Across the hundreds of couplets, “RTJ3” references online surveillance, the police state, Chicago gangland and a power structure that earns profits despite the poverty surrounding them. “Good day from the house of the haunted — get a job, get a house, get a coffin,” El-P raps on “Don’t Get Captured.” “Don’t stray from the path, remain where you at — that maximizes our profit.”

That track begins a three-song suite that pocks the album with grimness, as though a new reality were sinking in. A sample from “The Twilight Zone” opens “Thieves”: “This is not a new world, it is simply an extension of what began in the old one.”

Asked about the darkness, El-P seemed torn. “Certainly, there are points,” he said, but “it doesn’t stay and it’ll never be the foundation of who we are.” Rather, he stressed that the primary goal remained “to just make raw … dope records and see where we can push each other and where our styles intertwine.”

Playfulness, in fact, abounds. In “Call Ticketron,” El-P revels in wordplay as he reassures Run the Jewels listeners that the “last two pirates alive are still yargin’” — but are living in a future where “the hovercraft’s cool but the air’s so putrid.”

“Everybody Stay Calm” features the rapper referencing “Willie Wonka”: “Oompa-Loompas, I’ll shoot a tune at ya medullas/ I’m cool as a rule but I’ll scalp a ruler.” El-P even wades into the 2016 meme centered on the spelling of the children’s series “Berenstain Bears.”

The result is a work that reconciles competing reflexes with an approach El-P described as “a swagger, or way to perceive yourself, in the face of authority and in the face of the majority of the people. A way to have personal power based on an ethos and not based on your position in society.”
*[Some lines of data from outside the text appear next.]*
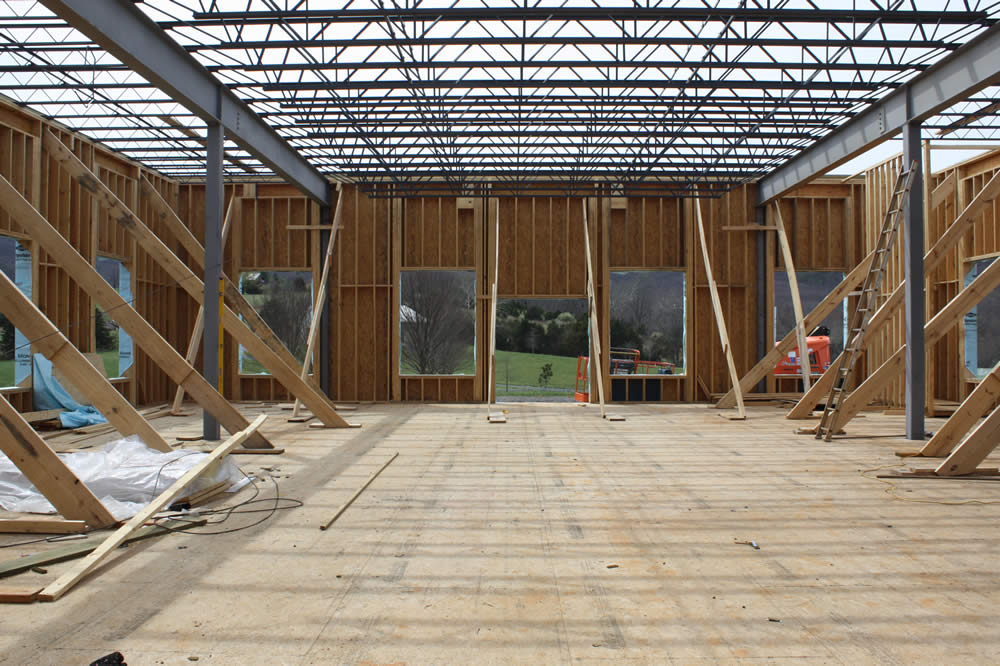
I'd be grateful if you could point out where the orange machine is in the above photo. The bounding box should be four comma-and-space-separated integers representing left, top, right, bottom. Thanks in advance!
774, 326, 832, 376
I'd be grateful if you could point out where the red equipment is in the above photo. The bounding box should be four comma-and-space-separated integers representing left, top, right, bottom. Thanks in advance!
575, 348, 676, 402
774, 326, 832, 377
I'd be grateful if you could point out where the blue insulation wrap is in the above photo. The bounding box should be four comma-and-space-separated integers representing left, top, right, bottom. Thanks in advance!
31, 353, 108, 428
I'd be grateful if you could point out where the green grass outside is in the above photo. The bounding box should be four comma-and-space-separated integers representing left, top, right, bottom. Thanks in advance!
494, 349, 580, 396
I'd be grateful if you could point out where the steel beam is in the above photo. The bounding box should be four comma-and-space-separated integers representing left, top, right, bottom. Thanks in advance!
903, 123, 926, 440
758, 22, 1000, 203
203, 122, 223, 441
38, 0, 329, 205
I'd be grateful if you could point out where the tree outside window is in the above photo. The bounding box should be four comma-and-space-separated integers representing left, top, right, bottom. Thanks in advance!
400, 270, 475, 375
239, 271, 313, 374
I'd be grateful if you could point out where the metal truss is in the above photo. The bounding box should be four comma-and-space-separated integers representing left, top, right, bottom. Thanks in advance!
2, 1, 1000, 197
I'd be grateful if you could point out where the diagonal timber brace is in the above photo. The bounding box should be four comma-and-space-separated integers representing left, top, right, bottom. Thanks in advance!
787, 169, 1000, 420
0, 270, 171, 453
139, 176, 330, 400
800, 249, 1000, 434
42, 131, 351, 429
0, 170, 273, 449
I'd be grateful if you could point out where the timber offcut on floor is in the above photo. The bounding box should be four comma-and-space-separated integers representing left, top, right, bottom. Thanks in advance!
2, 403, 1000, 663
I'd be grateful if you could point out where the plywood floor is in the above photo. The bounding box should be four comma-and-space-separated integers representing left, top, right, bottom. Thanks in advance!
2, 401, 1000, 664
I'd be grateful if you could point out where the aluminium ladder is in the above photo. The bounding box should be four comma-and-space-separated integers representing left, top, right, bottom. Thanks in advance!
815, 161, 918, 442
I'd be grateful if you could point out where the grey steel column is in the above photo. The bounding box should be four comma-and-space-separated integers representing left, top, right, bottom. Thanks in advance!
756, 205, 768, 393
903, 120, 925, 440
318, 190, 332, 395
203, 121, 224, 441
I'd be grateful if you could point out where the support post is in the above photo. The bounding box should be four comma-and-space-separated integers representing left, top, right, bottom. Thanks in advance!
203, 121, 223, 441
772, 202, 811, 391
583, 199, 607, 418
319, 189, 333, 395
756, 206, 768, 393
903, 120, 926, 440
695, 198, 745, 419
292, 185, 342, 417
172, 193, 237, 415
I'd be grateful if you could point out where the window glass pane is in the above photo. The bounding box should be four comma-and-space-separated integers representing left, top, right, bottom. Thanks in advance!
0, 236, 31, 389
494, 298, 588, 399
609, 271, 686, 375
400, 270, 475, 375
774, 270, 847, 358
95, 256, 132, 378
965, 258, 1000, 378
239, 271, 313, 375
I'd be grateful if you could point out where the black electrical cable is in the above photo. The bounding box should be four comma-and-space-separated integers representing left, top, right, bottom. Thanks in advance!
153, 473, 302, 536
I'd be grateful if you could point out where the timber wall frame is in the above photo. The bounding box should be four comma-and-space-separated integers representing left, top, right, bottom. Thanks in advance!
2, 96, 1000, 411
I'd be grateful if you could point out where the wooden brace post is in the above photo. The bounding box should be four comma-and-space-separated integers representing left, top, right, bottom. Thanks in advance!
695, 198, 745, 418
292, 185, 343, 418
38, 414, 267, 602
772, 202, 811, 391
582, 200, 608, 418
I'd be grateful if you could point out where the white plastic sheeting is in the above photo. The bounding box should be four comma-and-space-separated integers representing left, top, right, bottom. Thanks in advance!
0, 436, 244, 521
Eyeing the joint on the table, Killer Mike suggested taking a smoke break, and the two stood to make their way outside.

But first, El-P had one more thing to say: “If I see a king walking through the streets in all his regalia, I know that if I spit on him, all of the clothes and all the power doesn’t mean a … thing, because in that moment, me and him are the same. Am I right for doing it? I don’t … know. But I’ll talk about the instinct.”